Representatives from different societies provided their points of view on a transition to open access. While all were in favour of a change, the approaches were very different, based on their revenue models and perception of researcher attitudes in their field. We heard that the Swiss Chemical Society will soon make their journal Chimia free to access and publish in, supported by other society revenues. The Swiss Tropical and Public Health Institute is currently exploring options, but seeking greater transparency from publishers to help them determine how to set article processing charges. The European Association of Social Psychology is able to take advantage of the DEAL agreement with Wiley to make some articles open access. However, its partners in the US are not motivated to switch to open access so progress is difficult. Because of their reliance on publishing income, they either need to find new sources of revenue or face giving up society activities. Prof. Bart van Tiggelen, Editor-in-Chief at the European Physics Letter Association, brought in the view of academics supporting open access, and how there is an issue with continuing to rely on current prestige-based assessments of journals and individuals.

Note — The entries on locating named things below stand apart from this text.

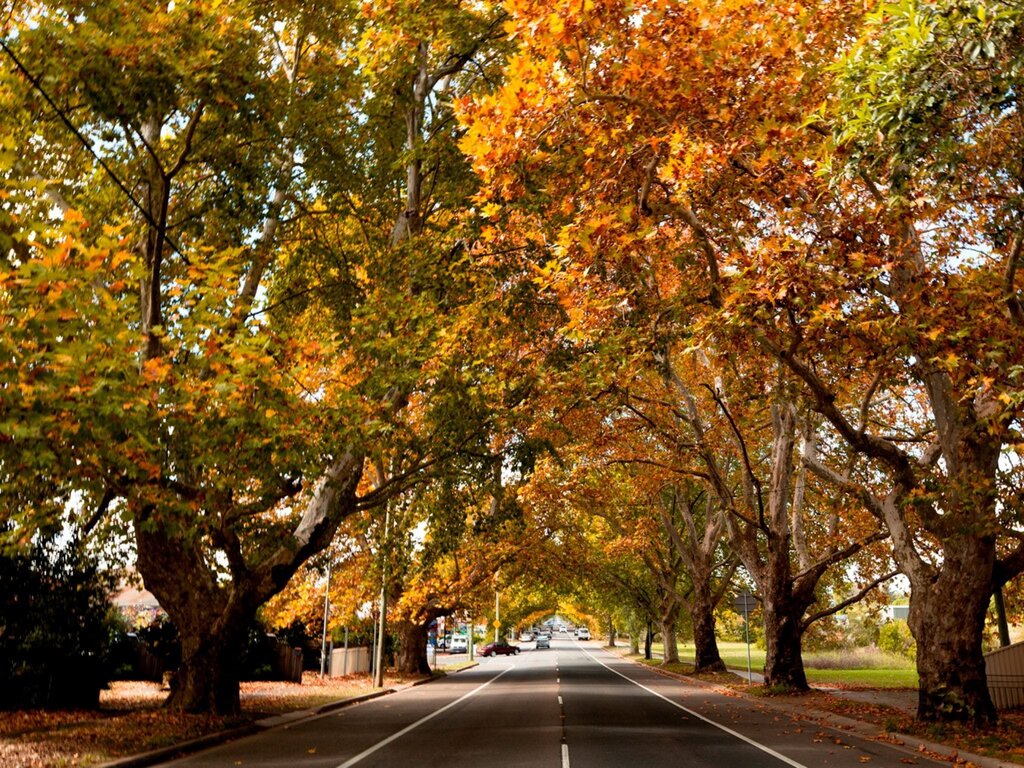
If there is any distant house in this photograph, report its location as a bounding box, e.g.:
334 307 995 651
112 584 165 627
882 605 910 622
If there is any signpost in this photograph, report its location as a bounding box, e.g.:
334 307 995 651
733 590 758 685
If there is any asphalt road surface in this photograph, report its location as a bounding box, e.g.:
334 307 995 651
159 639 948 768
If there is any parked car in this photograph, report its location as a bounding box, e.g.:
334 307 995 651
480 643 519 656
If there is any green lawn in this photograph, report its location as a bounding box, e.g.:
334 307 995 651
638 641 918 688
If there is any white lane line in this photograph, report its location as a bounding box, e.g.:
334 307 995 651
584 650 807 768
338 665 515 768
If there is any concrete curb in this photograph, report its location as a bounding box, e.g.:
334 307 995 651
616 654 1020 768
96 678 407 768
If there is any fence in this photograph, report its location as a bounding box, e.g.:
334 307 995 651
985 643 1024 710
329 648 370 677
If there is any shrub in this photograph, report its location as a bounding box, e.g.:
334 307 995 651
0 538 115 709
879 621 918 658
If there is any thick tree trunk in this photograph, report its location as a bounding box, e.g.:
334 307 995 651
688 585 725 672
662 611 679 665
764 600 808 690
395 622 430 675
166 613 248 715
908 537 997 725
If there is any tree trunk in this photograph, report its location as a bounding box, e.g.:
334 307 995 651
687 584 725 672
662 611 679 665
908 537 997 725
165 626 248 715
395 622 430 675
764 600 808 690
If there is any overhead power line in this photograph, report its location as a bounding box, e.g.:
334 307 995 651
0 39 190 264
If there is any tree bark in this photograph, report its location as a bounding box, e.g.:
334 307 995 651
166 610 248 715
395 618 433 675
907 537 997 725
687 580 725 673
662 601 679 666
763 598 808 690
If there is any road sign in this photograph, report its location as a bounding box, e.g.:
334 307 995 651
732 591 758 617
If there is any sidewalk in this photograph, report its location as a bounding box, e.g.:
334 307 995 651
724 662 918 715
96 665 476 768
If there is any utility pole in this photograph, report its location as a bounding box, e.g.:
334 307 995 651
495 589 502 643
321 558 331 679
374 506 390 688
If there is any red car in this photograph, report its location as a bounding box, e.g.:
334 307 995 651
480 643 519 656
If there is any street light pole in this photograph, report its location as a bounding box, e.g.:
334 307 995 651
321 558 331 679
374 507 390 688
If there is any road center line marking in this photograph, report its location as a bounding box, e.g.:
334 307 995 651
581 650 807 768
338 665 515 768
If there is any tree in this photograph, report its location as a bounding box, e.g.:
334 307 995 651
464 3 897 688
464 2 1021 722
823 2 1024 722
0 0 507 713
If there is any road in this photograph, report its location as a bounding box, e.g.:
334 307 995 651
159 639 948 768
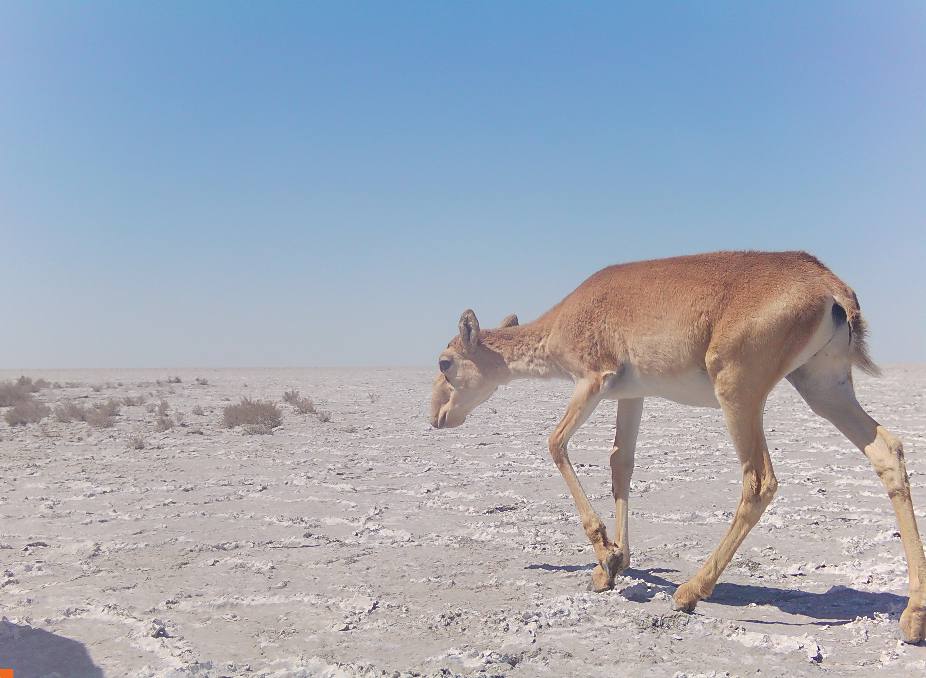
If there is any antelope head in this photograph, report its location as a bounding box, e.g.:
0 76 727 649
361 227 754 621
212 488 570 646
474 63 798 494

Each of the four societies presented different challenges, aspects of the open access debate, and solutions to the situations they face.
In the afternoon, the focus turned to open access publishing. It started with a keynote from Jan Erik Frantsvåg surveying the open access landscape and showing how open access has enabled access for countries excluded from toll-access publishing. He also showed the diversity of open access publishers, with a large number of small publishers in addition to larger ones.
Saskia de Vries presented the Fair Open Access Alliance, showing how journals can make a successful transition from subscription to open access, and putting out a call for transparency in pricing for publishing services. A number of publishers are already committed to greater transparency and this is becoming a more prominent feature in debates around Plan S.
Six open access publishers then presented their approaches, including presenting available tools and sharing their experience of working with societies. They are all keen to see a thriving society publishing market and interested in supporting the transition to open access, in line with Plan S.
Some participants commented:
“One of the important things is that learned societies play an important role in the research cycle. While open access is perfectly in line with their mission of knowledge dissemination, there seem to be much uncertainty regarding maintaining revenue streams to finance their other activities.” (Dr Xenia van Edig, Copernicus)
“The most impressive thing about the 1st Basel Sustainable Publishing Forum were the fresh perspectives on offer. Whole panels explored the views of OA-only publishers, or learned society publishers. I learned a great deal from this, and very much appreciated the opportunity to understand nuances.” (Dr Alicia Wise, Information Power)
The transition to open access is not an easy one, but attendees were able to discuss a variety of possible solutions to support learned societies in a changing environment and ensure a strong future for publishers and scholarly communities.
Dr Martyn Rittman received his PhD in physical chemistry at the University of Warwick before completing postdoctoral positions at the University of Reading and the University of Freiburg. He joined MDPI in 2013 as an editor and is currently Publishing Director. He is a strong supporter of open access, open science, and preprints.
We are grateful to MDPI and all of our 2019 conference sponsors for their support.